Regulators and lawmakers criticized Juul’s early use of young adult models, celebrities and social-media influencers in its marketing. In response, Juul voluntarily shut down its

Facebook

and Instagram accounts in the U.S., stopped using models in its advertising and suspended all of its print, broadcast and digital advertising in the U.S. In 2019, Juul halted U.S. sales of its mango, mint and other sweet flavored pods, leaving only tobacco and menthol on the market. The company has said that it never targeted children.

Underage vaping has fallen in the U.S. since federal restrictions raised the legal purchase age for tobacco products to 21 and barred the sale of sweet and fruity e-cigarette refill cartridges. Juul’s popularity among young people also has dropped. A federal study released in September showed that Juul was the No. 4 brand among high school vapers, after Puff Bar, Vuse and Smok.
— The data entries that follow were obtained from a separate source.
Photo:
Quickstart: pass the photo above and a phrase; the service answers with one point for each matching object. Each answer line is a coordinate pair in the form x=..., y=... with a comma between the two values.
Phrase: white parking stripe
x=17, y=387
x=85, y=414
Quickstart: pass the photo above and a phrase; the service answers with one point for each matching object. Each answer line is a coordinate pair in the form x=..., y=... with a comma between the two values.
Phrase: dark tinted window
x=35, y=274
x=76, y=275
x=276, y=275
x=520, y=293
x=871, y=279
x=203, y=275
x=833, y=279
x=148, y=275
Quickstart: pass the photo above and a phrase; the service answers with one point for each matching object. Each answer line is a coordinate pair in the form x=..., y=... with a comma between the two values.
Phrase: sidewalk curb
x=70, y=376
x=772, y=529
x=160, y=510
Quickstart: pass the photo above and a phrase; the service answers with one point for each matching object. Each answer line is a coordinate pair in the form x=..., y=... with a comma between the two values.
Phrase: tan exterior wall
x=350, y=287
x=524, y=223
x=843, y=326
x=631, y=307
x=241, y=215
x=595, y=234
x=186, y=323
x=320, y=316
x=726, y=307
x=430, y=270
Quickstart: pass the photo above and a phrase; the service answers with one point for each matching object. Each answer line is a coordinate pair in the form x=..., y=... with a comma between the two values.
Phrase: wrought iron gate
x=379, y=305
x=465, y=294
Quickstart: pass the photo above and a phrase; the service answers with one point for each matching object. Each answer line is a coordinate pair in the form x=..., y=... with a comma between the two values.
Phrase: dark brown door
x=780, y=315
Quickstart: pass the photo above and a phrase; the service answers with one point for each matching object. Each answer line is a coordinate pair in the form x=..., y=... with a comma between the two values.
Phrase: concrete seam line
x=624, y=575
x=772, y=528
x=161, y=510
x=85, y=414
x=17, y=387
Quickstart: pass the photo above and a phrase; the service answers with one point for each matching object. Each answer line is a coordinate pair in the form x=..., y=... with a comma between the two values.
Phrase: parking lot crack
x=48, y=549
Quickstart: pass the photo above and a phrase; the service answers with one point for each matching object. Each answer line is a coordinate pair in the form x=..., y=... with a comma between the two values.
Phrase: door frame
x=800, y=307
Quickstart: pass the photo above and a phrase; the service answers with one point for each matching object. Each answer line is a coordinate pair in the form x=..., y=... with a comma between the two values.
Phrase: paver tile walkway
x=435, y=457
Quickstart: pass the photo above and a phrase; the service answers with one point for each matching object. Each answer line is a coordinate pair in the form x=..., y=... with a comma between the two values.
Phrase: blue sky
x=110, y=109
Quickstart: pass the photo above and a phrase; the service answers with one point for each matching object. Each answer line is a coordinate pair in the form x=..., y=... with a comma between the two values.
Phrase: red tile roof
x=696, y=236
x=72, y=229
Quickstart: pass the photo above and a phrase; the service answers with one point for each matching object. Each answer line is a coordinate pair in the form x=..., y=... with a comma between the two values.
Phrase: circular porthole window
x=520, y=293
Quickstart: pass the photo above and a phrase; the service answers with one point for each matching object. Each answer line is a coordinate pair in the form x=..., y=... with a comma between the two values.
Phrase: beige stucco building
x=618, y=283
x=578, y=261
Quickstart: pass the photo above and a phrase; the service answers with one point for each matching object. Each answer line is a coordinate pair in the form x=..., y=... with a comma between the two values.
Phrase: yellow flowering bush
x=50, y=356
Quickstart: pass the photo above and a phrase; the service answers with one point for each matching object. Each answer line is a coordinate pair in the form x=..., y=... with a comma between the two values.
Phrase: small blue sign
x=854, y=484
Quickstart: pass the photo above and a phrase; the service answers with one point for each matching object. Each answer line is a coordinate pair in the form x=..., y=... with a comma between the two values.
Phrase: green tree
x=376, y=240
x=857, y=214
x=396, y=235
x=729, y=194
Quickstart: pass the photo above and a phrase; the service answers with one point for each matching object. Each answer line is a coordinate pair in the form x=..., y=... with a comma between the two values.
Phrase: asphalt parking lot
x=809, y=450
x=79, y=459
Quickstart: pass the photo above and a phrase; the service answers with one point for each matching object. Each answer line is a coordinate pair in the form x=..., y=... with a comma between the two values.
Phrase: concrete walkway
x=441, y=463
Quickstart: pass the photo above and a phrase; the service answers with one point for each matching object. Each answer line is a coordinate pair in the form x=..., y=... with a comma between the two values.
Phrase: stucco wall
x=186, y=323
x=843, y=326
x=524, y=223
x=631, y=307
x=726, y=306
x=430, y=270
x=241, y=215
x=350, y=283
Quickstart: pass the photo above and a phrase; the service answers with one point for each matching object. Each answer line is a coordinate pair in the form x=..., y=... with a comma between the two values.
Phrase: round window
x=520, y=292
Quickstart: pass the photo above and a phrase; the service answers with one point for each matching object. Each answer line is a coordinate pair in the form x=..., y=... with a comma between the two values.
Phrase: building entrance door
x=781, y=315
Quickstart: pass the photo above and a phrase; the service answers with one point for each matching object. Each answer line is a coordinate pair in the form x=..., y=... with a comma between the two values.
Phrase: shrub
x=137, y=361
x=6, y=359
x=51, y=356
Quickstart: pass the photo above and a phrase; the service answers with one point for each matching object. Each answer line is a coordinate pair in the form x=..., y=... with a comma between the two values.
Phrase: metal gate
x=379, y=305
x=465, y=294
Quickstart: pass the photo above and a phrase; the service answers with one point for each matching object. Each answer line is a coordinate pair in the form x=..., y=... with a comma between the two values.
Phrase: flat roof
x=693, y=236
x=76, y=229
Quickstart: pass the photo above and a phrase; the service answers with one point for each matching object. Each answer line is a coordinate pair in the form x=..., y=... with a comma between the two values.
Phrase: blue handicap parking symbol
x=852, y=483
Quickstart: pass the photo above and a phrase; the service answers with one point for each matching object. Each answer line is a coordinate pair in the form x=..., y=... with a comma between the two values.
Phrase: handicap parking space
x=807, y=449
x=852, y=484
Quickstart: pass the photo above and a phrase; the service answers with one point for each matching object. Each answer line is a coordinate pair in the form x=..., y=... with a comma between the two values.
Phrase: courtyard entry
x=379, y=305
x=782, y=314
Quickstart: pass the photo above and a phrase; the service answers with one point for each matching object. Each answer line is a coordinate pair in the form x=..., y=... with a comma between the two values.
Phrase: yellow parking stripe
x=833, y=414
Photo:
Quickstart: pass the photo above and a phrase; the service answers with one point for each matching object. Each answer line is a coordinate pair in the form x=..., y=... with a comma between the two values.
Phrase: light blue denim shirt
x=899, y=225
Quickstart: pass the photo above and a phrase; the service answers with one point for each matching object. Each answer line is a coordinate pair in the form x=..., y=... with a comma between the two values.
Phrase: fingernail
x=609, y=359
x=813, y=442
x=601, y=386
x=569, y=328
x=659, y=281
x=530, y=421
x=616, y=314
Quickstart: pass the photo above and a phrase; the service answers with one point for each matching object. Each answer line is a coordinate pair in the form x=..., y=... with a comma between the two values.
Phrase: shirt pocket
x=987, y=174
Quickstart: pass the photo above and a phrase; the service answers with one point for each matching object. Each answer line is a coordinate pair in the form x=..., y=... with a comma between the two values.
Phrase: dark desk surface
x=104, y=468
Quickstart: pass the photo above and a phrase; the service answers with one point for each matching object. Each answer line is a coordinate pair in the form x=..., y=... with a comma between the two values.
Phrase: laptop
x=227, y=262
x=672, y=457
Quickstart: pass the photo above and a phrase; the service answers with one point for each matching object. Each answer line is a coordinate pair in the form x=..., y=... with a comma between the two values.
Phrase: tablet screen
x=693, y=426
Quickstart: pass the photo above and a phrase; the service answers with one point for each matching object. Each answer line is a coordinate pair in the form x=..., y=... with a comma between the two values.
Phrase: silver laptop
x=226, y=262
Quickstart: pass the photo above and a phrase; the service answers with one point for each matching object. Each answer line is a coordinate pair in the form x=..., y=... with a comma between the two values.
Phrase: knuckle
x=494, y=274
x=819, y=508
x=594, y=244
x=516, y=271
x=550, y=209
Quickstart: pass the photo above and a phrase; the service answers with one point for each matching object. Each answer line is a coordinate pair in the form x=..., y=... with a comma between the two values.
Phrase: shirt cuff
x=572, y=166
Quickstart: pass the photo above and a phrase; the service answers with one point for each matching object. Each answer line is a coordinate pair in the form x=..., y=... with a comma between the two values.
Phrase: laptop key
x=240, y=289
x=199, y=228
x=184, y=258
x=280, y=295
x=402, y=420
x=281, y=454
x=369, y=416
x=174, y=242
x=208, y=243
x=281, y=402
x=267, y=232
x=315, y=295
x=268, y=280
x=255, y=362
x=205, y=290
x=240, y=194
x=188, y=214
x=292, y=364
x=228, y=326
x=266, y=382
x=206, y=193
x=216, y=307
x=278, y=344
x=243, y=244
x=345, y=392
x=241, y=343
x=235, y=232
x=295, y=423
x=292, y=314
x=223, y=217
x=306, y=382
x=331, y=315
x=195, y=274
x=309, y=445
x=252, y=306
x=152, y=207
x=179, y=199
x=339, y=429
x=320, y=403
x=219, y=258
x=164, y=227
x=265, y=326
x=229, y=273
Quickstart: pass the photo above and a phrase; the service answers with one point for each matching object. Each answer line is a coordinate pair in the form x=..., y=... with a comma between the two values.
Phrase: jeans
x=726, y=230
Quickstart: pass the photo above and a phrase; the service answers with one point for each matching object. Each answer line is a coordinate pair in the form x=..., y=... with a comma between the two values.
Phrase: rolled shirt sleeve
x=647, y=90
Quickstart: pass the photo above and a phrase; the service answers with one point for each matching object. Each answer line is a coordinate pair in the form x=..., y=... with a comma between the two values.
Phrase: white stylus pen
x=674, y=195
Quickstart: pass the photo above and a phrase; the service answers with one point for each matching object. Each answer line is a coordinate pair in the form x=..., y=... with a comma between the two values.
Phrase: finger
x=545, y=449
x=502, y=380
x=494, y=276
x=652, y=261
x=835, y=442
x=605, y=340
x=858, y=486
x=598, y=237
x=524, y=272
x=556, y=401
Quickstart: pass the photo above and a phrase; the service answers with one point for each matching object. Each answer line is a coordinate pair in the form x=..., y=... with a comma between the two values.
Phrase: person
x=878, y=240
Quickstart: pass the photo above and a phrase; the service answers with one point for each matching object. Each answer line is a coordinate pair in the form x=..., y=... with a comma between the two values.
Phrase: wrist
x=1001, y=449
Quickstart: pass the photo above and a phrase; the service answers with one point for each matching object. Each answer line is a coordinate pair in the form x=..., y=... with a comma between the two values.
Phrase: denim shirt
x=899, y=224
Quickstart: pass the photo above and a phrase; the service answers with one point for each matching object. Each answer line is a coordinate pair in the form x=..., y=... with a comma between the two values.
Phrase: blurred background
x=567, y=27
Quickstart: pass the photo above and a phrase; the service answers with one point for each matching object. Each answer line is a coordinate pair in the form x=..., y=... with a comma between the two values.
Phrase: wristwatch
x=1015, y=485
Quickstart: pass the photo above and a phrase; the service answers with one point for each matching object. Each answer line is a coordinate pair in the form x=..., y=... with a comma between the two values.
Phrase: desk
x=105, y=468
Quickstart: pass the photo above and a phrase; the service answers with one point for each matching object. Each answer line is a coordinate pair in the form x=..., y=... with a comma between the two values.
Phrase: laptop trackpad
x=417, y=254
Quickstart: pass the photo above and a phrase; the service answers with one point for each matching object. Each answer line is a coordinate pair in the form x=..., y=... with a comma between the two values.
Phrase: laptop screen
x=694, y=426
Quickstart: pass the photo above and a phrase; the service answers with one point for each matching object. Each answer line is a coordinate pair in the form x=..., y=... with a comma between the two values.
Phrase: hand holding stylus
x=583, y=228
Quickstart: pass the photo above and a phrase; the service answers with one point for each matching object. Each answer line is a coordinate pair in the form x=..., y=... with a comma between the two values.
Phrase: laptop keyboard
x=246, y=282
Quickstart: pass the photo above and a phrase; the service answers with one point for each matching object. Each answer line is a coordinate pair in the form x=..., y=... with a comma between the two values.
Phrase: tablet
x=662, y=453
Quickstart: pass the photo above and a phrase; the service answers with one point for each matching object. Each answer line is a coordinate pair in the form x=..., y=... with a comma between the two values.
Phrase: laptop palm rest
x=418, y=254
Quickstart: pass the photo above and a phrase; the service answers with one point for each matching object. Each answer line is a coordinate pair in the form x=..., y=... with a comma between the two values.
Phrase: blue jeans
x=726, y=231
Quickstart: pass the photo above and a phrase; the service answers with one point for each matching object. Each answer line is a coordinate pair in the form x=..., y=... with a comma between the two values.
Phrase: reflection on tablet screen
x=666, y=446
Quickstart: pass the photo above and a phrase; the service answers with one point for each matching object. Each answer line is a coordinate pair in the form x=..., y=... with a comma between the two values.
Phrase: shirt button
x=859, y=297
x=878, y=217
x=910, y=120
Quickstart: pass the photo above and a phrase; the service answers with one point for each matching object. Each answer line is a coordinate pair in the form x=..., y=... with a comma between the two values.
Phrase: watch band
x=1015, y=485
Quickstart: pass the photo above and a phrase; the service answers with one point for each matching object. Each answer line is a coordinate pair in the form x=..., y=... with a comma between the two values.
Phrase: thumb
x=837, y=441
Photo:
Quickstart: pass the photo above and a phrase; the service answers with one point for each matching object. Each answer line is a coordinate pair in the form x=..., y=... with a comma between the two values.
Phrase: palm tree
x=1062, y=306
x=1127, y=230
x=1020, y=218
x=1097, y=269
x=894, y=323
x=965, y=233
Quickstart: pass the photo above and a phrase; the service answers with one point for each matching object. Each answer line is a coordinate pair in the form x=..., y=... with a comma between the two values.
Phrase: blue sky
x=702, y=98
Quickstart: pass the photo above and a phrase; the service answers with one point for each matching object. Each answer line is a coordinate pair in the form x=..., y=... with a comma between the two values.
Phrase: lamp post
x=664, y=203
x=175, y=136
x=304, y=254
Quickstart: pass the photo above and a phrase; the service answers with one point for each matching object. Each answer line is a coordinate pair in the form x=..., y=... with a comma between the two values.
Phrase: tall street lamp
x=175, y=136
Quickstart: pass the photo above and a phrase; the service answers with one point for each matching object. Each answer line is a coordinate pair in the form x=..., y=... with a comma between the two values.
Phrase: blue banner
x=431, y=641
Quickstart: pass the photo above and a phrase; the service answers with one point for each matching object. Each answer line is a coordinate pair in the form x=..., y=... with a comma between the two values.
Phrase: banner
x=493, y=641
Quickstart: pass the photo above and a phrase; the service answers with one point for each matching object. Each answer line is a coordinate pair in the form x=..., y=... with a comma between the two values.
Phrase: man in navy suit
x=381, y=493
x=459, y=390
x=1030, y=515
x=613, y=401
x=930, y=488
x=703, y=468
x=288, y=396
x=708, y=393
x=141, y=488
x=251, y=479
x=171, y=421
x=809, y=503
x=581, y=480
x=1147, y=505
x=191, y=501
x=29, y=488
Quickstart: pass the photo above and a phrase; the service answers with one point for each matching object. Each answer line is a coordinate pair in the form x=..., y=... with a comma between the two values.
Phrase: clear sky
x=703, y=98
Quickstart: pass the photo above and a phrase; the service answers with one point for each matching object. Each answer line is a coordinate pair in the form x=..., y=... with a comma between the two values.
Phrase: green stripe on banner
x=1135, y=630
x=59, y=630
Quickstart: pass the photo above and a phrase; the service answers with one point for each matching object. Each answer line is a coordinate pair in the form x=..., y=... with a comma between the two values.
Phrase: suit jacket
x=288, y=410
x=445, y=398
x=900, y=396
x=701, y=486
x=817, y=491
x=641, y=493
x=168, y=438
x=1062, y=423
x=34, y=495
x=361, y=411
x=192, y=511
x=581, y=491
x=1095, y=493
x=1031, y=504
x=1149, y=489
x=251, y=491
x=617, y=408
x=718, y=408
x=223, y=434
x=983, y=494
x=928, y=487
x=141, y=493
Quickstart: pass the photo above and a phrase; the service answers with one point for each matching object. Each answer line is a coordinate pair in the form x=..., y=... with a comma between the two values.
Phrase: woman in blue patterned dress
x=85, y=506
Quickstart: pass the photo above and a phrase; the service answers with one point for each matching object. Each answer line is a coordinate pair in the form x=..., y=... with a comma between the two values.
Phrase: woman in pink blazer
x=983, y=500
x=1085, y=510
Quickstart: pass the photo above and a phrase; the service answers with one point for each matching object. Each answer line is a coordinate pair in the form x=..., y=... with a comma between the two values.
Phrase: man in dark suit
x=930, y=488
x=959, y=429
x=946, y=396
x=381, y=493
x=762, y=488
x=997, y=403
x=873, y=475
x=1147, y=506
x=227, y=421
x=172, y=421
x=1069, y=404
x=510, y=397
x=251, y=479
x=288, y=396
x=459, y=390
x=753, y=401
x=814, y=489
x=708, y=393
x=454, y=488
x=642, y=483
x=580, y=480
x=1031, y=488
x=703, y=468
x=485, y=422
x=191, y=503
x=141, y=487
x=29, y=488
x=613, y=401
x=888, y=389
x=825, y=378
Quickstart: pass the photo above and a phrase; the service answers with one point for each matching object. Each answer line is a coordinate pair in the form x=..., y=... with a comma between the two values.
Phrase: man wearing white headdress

In its submission to the FDA, Juul submitted two flavors—menthol and Virginia Tobacco—in two nicotine strengths, 3% and 5%. The company’s application amounted to more than 125,000 pages, including scientific research, marketing materials and an update on its efforts to curb illegal sales to minors. Juul also pitched a new device designed to unlock only for users at least 21 years old.